Monk Mind Part One: Let Go

This part of the book laid the groundwork for my metamorphosis. Letting go isn’t only about discarding worldly possessions; it’s about releasing the emotional baggage that holds us back. Here, Jay Shetty makes his famous distinction between the “monkey mind” and the “monk mind.” He emphasises that both perspectives are equivalent because we are all human. The principle of the book is straightforward: learn to spot the moments when your “monkey mind” takes over.

Shetty’s analysis of the differences between the two perspectives is fascinating. Multitasking, excessive thought, distraction, an emphasis on the self and short-term gratification are all symptoms of the monkey mind. In contrast, the monastic mind embodies single-tasking, analysis, discipline, self-care, and the quest of authentic solutions. This realisation was like flipping a switch in my head, illuminating the way towards my metamorphosis.

Shetty subtly reminds us that the path to monastic enlightenment is a process, not a destination. After all, the very definition of “monk” is “student.”

Monk Mind Part Two: Grow

Part Two explores the importance of knowing one’s own place in life and learning to thrive there. Something about the way Shetty explains the significance of regularity and how he simplifies the complexity of the ego struck a chord with me. He tells a fascinating tale from the Cherokee people, explaining how the one we feed is the one that ultimately wins.

Most of the time, I realised I was feeding the wrong beast. My monkey mentality frequently ruled, and I was unable to fully embrace my monk nature. I was able to effect change once I realised this. Shetty’s understanding of the ego was just as thorough. He makes a distinction between ego and self-esteem and encourages us to concentrate on praising our own efforts and developing genuine confidence. The most important thing I learned was to stop worrying about what other people think of me.

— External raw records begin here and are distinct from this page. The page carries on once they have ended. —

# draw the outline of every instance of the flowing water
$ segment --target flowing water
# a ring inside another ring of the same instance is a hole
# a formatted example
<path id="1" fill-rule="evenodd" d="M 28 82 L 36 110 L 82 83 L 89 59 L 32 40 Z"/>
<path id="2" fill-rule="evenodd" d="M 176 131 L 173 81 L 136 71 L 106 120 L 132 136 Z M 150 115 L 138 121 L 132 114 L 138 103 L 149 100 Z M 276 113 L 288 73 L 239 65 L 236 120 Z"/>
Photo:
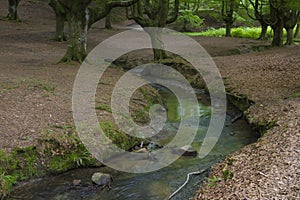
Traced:
<path id="1" fill-rule="evenodd" d="M 161 94 L 166 100 L 168 110 L 168 122 L 165 125 L 162 136 L 154 138 L 164 145 L 168 143 L 176 133 L 180 118 L 185 119 L 194 114 L 193 105 L 188 111 L 179 109 L 176 97 L 168 90 L 161 89 Z M 201 95 L 200 95 L 201 96 Z M 205 96 L 205 95 L 202 95 Z M 187 99 L 188 101 L 188 99 Z M 183 114 L 184 113 L 184 114 Z M 200 123 L 198 133 L 192 143 L 195 149 L 199 149 L 203 142 L 210 121 L 210 107 L 200 104 Z M 181 157 L 170 166 L 155 172 L 146 174 L 130 174 L 119 172 L 108 167 L 76 169 L 64 174 L 32 181 L 17 188 L 11 195 L 12 199 L 103 199 L 103 200 L 162 200 L 168 199 L 178 187 L 186 180 L 190 172 L 200 171 L 220 161 L 224 156 L 232 153 L 245 145 L 257 140 L 257 134 L 253 133 L 245 122 L 240 119 L 235 123 L 230 120 L 238 112 L 229 107 L 224 130 L 217 145 L 208 156 L 203 159 L 197 157 Z M 116 158 L 122 159 L 122 158 Z M 93 188 L 91 176 L 94 172 L 110 173 L 114 181 L 110 191 Z M 193 175 L 189 183 L 172 199 L 184 200 L 193 197 L 195 191 L 201 185 L 208 172 L 201 175 Z M 72 186 L 72 181 L 80 179 L 80 187 Z"/>

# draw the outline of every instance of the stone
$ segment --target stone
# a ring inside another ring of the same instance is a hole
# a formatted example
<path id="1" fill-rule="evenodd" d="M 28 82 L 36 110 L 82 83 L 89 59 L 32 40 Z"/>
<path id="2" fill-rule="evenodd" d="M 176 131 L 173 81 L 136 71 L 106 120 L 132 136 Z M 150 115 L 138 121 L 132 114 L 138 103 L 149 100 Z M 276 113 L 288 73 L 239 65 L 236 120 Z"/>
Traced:
<path id="1" fill-rule="evenodd" d="M 81 180 L 80 179 L 73 180 L 73 186 L 80 186 L 80 185 L 81 185 Z"/>
<path id="2" fill-rule="evenodd" d="M 143 147 L 143 148 L 139 148 L 139 149 L 134 149 L 132 152 L 134 153 L 148 153 L 148 150 Z"/>
<path id="3" fill-rule="evenodd" d="M 92 182 L 102 188 L 107 188 L 108 190 L 111 188 L 111 183 L 113 178 L 110 174 L 95 172 L 92 176 Z"/>
<path id="4" fill-rule="evenodd" d="M 191 145 L 185 145 L 178 150 L 182 156 L 197 156 L 197 151 Z"/>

Shetty’s statement: “If you are satisfied with who you are, you don’t need to prove your worth to anyone else.”

Monk Mind Part Three: Give

The book’s final chapters focus on expanding our focus from inward to outward through acts of gratitude, connection, and service. The realisation that appreciation is a mental attitude was a revelation to me. We miss out on the deeper meanings of life’s little moments because we’re too busy chasing the big ones.

A relationship crash course is also provided by Shetty, with the four categories of trust he identifies being competence, caring, character, and consistency. By doing this, I was able to see that there were people in my life who didn’t fit into any of these categories and thus needed to be dropped from consideration.

The idea of service is presented as the book’s final theme. Similar to the levels of a self-love video game, the final goal of “Think Like a Monk” is to help others. For the perfect ending to this life-altering adventure, I could not have asked for more.

“Think Like a Monk” isn’t simply a book; it’s a life-altering event. The experience altered my perspective on money and granted me the freedom to make deliberate choices in my life. I tell you about my experience in the hopes that it would motivate you to take a similar trip.

Keep in mind that “the single most powerful asset we all have is our mind,” as Jay Shetty so wisely puts it. If properly educated, it has the potential to generate vast sums of money. The book “Think Like a Monk” is a manual for mental discipline. It was for me, and it might be for you as well. So, buy a copy, start your transforming journey, and watch your world change for the better.